La seconda chiave di lettura non ha bisogno di molti commenti; se si vuole averne un esempio pregnante si leggano le stupende pagine del Tasso sull’uccisione di Clorinda da parte di Tancredi.

La terza interpretazione viene a nascere dalla considerazione che, in effetti, se Lilith avesse riconosciuto l’embrionale affetto che era nato in Baffodoro per lei e lo avesse ricambiato, evitando di prenderlo a frecciate, essa non sarebbe morta.

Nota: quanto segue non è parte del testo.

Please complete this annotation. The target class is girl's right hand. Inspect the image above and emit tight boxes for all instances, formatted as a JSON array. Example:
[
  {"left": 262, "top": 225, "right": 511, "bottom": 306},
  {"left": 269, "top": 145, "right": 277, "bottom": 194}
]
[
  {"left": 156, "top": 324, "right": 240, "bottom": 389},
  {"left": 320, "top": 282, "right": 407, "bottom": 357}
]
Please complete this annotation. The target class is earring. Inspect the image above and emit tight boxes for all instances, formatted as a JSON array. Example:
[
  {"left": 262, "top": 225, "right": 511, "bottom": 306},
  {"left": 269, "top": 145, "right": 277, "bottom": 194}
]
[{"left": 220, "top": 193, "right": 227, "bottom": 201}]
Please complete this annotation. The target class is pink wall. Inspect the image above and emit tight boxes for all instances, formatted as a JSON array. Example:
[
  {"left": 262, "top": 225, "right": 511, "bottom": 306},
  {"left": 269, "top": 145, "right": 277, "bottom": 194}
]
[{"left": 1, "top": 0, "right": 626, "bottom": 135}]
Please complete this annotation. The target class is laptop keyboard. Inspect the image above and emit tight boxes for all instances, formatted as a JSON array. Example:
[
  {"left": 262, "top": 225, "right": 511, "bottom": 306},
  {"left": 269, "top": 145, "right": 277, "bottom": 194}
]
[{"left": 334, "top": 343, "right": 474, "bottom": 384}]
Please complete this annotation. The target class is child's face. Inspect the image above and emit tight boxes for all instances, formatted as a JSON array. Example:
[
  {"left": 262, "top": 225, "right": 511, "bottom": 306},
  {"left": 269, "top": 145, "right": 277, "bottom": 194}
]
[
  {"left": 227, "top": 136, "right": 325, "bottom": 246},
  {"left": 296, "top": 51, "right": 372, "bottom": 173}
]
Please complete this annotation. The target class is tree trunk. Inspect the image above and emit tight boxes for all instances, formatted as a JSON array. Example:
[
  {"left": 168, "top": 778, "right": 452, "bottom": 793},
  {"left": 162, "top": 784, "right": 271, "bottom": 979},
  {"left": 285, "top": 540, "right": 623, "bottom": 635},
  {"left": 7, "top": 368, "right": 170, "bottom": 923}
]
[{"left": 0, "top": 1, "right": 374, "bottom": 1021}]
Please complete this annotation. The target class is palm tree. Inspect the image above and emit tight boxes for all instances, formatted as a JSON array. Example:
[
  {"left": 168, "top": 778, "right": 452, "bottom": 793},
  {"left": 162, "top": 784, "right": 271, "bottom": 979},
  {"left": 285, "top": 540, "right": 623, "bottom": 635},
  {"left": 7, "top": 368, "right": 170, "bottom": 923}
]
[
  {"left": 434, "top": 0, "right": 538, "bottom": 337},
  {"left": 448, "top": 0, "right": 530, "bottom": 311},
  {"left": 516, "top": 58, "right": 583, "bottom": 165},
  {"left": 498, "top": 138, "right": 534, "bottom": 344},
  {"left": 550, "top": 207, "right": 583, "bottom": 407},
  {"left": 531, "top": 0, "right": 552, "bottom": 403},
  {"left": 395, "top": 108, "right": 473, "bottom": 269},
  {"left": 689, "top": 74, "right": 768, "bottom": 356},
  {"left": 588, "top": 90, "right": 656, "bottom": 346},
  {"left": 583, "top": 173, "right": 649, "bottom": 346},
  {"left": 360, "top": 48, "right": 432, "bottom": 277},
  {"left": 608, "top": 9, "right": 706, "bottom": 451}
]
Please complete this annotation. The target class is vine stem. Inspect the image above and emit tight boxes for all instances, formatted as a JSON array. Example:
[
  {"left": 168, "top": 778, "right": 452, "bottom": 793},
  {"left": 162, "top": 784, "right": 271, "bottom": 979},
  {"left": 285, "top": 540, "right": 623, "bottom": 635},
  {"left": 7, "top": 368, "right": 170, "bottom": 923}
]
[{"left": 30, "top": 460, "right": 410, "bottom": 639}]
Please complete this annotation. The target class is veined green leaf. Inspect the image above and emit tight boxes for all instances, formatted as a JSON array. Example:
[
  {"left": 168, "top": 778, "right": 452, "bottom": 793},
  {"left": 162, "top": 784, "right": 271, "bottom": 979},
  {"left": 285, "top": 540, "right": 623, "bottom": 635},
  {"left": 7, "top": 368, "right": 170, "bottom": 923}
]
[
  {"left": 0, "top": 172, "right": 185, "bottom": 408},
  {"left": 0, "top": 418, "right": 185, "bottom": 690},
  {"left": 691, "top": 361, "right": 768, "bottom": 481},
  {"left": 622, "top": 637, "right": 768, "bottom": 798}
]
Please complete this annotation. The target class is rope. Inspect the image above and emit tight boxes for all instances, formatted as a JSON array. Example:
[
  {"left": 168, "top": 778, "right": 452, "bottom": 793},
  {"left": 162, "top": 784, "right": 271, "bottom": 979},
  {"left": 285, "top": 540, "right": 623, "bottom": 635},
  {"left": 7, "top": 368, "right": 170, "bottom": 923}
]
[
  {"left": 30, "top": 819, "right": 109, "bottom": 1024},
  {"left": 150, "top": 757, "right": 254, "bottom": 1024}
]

Infine, possiamo dire che talvolta l’Amore entra in conflittualità col Dovere e che in questi casi, per un uomo retto ed innamorato, la scelta è sempre dolorosa.

Baffodoro ha scelto il Dovere; vediamo un po’ dove arriverà.


La Valle Lunga si andava stringendo sempre di più; infine essa si ridusse ad una strozzatura di una decina di metri incassata tra i monti. Al centro della strozzatura stava il Drago.

Baffodoro lo vide e deglutì quasi con violenza mentre il suo respiro si bloccava ed il sangue gli fuggiva dal cuore. Ma dopo qualche istan­te di smarrimento il giovane strinse le briglie al suo destriero ed avanzò verso il mostruoso animale.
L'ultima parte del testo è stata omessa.